Late Runner

Nothing's Real Anymore

Out August 20th 2021

Crunchy Frog

Nothing’s Real Anymore is the debut album from Late Runner, the musical moniker of Danish songwriter Asger Tarpgaard

Late Runner, Asger explains, is something he has grown into; music he finally felt ready to write. The album’s 10 tracks are permeated by a reflection on the past through the morose prism of the present. It conjures feelings of the diffuse sunlight of late summer or early autumn, not unlike the album’s cover art. It’s mature music, in other words, and Tarpgaard says that he is in a place now, where he is finally capable of committing to tape the music that is in his head. This maturity is evident in both Late Runner’s ruminative sound and lyrics; nothing sounds or feels rushed. There’s a careful attention to detail in Late Runner’s dreamy alternative pop, drawing on a well of inspiration from the likes of The Beach Boys, Air, Beck, George Harrison and John Lennon, freely mixing modern clarity, and an ear for original and natural sounding melody, with 70’s production vibes. It’s contemplative music expressed with clear, vulnerable and warm singing and direct, thoughtful and introspective lyrics.

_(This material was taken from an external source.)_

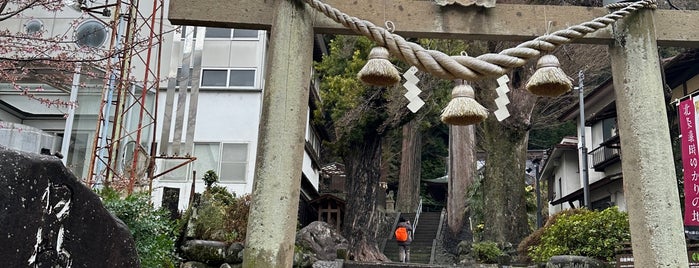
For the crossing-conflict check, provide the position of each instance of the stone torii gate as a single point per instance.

Opener, Spring, functions as the thematic bedrock for the album. Its verse, both in terms of words and music, feels as if it takes place outside of time: “If I were young / With all I know / With all I’ve seen / If I were young again”, delivered in an openly fragile manner, as if sung lying down. The chorus, then, ushers us into the present as a shimmering world of synthesizers and guitars appears and stretches across the sonic horizon to the tune of: “Summer is gone / You remind of spring”. The nostalgia running through the veins of the track takes on a utility of sorts – as a tool to make sense of the present.

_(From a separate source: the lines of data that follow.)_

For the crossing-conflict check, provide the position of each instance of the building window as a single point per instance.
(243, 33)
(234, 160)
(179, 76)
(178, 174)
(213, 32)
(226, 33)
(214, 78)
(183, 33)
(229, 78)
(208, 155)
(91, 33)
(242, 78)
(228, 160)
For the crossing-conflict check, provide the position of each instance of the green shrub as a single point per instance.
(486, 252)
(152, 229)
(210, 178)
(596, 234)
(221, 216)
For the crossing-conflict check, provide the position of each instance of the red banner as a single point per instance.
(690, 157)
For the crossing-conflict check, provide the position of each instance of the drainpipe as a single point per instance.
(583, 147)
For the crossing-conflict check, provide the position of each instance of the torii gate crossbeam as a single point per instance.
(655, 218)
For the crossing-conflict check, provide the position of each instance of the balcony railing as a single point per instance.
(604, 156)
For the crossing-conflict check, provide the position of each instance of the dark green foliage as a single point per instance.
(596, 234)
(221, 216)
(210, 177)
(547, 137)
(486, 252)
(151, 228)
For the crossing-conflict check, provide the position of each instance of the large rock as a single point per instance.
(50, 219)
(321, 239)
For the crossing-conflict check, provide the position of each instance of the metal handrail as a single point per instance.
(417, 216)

Elsewhere, on the single Someone Else #2 – a nocturnal, bittersweet and moving piece – the warmth and edge to the vocal sound, the bubbling and spinning synthesizers, and the bouncy electric bass guitar evoke images of the night sky; stars, planets and galaxies whirling overhead, and of being a tiny speck floating in the middle of it all. It is a story about longing for your beloved, unsure if it’s returned: “I can’t get you off my mind / I have tried a thousand times / When the stars come out / I close my eyes and wonder to myself / Do you think of me tonight / Or someone else, or someone else?”

The title references Asger Tarpgaard’s old band Superheroes’ hit Someone Else and, fittingly, he’s joined by old bandmates Thomas Troelsen and Tanja Simonsen on backing vocals.

I’d been working quite a lot on the call-response choir of the chorus, but couldn’t make it feel right. I was close to abandoning the idea of choir when the idea of having my two childhood friends from Superheroes came up,” Asger explains. “It completed the song. Musically it felt just right and it gave a new meaning to both the lyrics and the title. The past and present came together.

In his native Denmark, Asger Tarpgaard experienced a meteoric rise with his first band Superheroes as a 16-year-old guitarist at the end of the 90’s; a journey that saw the band topping charts over the course of three albums and five EP’s, and even being hyped and recommended by none other than Beck! After, he joined the power pop trio Private with Tanja Forsberg Simonsen of ONBC and producer/singer Thomas Troelsen, and performed with Lightwave Empire with Bjarke Niemann of Spleen United.

The original Someone Else (the Superheroes single) has served as a creative blueprint for Tarpgaard – the track he has held up as the gold standard. For Late Runner, it’s been a rule of thumb that any songs he wrote conjured a feeling of something sitting right (that gut feelin’) in a way similar to Someone Else – and every song on Nothing’s Real Anymore has this quality to it. 

The album is an introduction to a promising new artist (in the solo sense) – and a work that, in and of itself, fulfils that promise. Enjoy!